Last week, Neoen was served with a federal court notice advising that the Australian Energy Regulator was seeking penalties against the Hornsdale battery in South Australia for allegedly failing to deliver contracted frequency control capacity in an event in October, 2019.
Neoen said that learnings from the Victorian Big Battery fire were being compiled by Energy Safety Response Group and Fisher Engineering, and the Independent Report would be shared publicly by November.
It says this will provide information and insights including lessons for fire management and emergency response to support the industry and relevant authorities in the deployment of battery storage technology.
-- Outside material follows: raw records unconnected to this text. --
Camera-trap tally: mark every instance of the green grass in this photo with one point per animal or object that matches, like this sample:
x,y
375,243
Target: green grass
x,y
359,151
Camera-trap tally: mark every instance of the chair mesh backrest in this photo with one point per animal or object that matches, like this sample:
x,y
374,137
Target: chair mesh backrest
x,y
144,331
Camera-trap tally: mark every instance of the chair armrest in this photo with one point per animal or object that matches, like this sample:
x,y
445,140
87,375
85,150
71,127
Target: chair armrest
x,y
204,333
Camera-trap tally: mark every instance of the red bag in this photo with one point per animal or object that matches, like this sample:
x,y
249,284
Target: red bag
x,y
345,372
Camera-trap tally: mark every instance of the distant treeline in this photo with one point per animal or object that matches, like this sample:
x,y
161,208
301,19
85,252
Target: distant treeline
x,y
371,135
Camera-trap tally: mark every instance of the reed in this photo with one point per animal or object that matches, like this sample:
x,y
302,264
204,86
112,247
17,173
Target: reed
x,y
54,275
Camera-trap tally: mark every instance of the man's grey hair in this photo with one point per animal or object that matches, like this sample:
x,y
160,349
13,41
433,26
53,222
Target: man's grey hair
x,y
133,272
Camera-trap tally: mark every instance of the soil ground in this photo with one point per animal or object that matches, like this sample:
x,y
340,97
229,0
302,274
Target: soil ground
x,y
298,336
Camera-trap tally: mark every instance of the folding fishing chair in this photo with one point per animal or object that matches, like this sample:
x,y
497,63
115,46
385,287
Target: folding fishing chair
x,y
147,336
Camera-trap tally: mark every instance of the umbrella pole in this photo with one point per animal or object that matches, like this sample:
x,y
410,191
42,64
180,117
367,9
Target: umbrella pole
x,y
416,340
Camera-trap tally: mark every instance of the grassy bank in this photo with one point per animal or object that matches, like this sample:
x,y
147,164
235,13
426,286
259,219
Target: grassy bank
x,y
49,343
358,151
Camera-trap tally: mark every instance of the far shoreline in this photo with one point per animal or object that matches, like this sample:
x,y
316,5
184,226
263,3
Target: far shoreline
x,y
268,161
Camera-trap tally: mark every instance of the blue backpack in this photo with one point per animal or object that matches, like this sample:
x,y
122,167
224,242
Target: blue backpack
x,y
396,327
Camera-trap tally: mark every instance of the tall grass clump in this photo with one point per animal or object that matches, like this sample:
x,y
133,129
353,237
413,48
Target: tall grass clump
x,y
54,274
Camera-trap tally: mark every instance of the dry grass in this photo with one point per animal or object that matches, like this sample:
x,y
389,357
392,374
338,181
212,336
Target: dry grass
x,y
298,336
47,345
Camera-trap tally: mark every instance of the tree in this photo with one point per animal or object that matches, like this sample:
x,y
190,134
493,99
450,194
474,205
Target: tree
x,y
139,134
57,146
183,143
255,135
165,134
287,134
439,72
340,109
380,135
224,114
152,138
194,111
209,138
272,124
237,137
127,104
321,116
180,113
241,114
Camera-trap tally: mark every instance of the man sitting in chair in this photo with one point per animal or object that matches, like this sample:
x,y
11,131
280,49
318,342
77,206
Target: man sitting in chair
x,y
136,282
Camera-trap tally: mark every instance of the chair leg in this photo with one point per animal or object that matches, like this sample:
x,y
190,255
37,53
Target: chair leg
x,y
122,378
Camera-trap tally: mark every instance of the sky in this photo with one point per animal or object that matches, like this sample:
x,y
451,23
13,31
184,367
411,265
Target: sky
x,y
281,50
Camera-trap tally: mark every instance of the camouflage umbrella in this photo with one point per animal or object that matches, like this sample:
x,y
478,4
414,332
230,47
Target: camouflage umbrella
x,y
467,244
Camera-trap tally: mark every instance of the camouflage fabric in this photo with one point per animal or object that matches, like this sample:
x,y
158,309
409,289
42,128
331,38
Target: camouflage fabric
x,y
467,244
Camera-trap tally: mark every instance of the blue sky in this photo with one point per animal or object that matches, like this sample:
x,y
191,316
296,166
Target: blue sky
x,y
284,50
In the meantime, the lessons learned and the actions introduced from the investigation to date, include:
- Each Megapack cooling system is to be fully functionally and pressure tested when installed on site and before it is put into service
- Each Megapack cooling system in its entirety is to be physically inspected for leaks after it has been functionally and pressure tested on site
- The SCADA system has been modified such that it now ‘maps’ in one hour and this is to be verified before power flow is enabled to ensure real-time data is available to operators
- A new ‘battery module isolation loss’ alarm has been added to the firmware; this modification also automatically removes the battery module from service until the alarm is investigated
- Changes have been made to the procedure for the usage of the key lock for Megapacks during commissioning and operation to ensure the telemetry system is operational
- The high voltage controller (HVC) that operates the pyrotechnic fuse remains in service when the key lock is isolated
Designers are also working to ensure that Megapacks are engineered to fully mitigate the risk of fire propagation from one unit to another under Victorian climatic conditions, with proposed mitigation procedures to be rolled out to applicable Megapacks globally.